The alleged terror plotters targeted in last week's raids in Australia had bomb-making instructions stored on a computer memory card, and were hoarding chemicals needed to make the same kind of explosives thought to have been detonated on London trains and buses in July.
According to brief details emerging of the prosecution case against eight men arrested in Sydney last Tuesday, they were members of an Islamic terror cell which held covert meetings and was stockpiling bomb-making chemicals.
After their dramatic pre-dawn arrests, senior lawmakers and police said intelligence agencies had foiled a potentially catastrophic terror attack on Australia.
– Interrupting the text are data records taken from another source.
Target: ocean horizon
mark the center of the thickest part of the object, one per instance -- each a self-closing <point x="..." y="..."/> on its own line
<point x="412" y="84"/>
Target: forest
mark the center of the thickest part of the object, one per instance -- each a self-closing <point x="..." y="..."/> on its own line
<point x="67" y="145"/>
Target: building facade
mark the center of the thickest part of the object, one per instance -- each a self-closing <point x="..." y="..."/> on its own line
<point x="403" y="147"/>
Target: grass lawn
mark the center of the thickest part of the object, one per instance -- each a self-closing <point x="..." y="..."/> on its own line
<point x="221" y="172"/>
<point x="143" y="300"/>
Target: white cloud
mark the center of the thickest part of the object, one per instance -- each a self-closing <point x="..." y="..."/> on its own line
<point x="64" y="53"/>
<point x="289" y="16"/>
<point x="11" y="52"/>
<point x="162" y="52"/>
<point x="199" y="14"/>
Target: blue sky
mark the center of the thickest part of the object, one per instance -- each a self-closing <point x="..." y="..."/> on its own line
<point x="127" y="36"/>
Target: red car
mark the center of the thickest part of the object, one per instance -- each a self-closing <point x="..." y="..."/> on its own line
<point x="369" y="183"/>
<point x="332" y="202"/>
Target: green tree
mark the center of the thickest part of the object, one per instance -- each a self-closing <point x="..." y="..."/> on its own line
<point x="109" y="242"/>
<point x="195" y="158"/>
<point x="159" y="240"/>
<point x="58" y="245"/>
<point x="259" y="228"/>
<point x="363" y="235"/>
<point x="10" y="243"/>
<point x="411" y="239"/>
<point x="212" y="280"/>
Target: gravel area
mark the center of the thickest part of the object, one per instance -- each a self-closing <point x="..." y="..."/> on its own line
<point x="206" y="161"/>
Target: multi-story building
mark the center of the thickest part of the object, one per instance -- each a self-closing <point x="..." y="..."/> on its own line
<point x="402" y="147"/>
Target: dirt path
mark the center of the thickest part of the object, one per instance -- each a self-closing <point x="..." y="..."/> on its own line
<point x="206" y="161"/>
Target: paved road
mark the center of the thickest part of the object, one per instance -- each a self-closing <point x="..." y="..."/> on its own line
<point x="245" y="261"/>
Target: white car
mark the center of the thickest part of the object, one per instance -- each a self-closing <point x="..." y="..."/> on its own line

A further nine men were arrested Tuesday morning in the southern city of Melbourne and one more suspect was snatched from his car Thursday night on a suburban Sydney street.
All are in custody awaiting further court hearings.
The Sydney plotters, all of whom are charged with making explosives for a terror attack, are believed to have been manufacturing TATP, or triacetone triperoxide, a highly unstable explosive made from commercially available chemicals such as acid, acetone and peroxide.
Police in England have refused to confirm reports that TATP was used by suicide bombers who killed 56 people July 7 on London's public transport system.
In Sydney's Central Local Court on Friday, prosecutor Wendy Abraham said police who raided Bosnian-born painter Mirsad Mulahalilovic's home on Tuesday found hydrochloric acid. They also accuse him of buying a length of PVC pipe and plastic caps.
However further details of the prosecution case against Mulahalilovic and the other Sydney suspects was withheld from media in a move that sparked criticism yesterday.
"It is a basic principle of our legal system that justice is public,"the Sydney Morning Herald newspaper wrote in an editorial.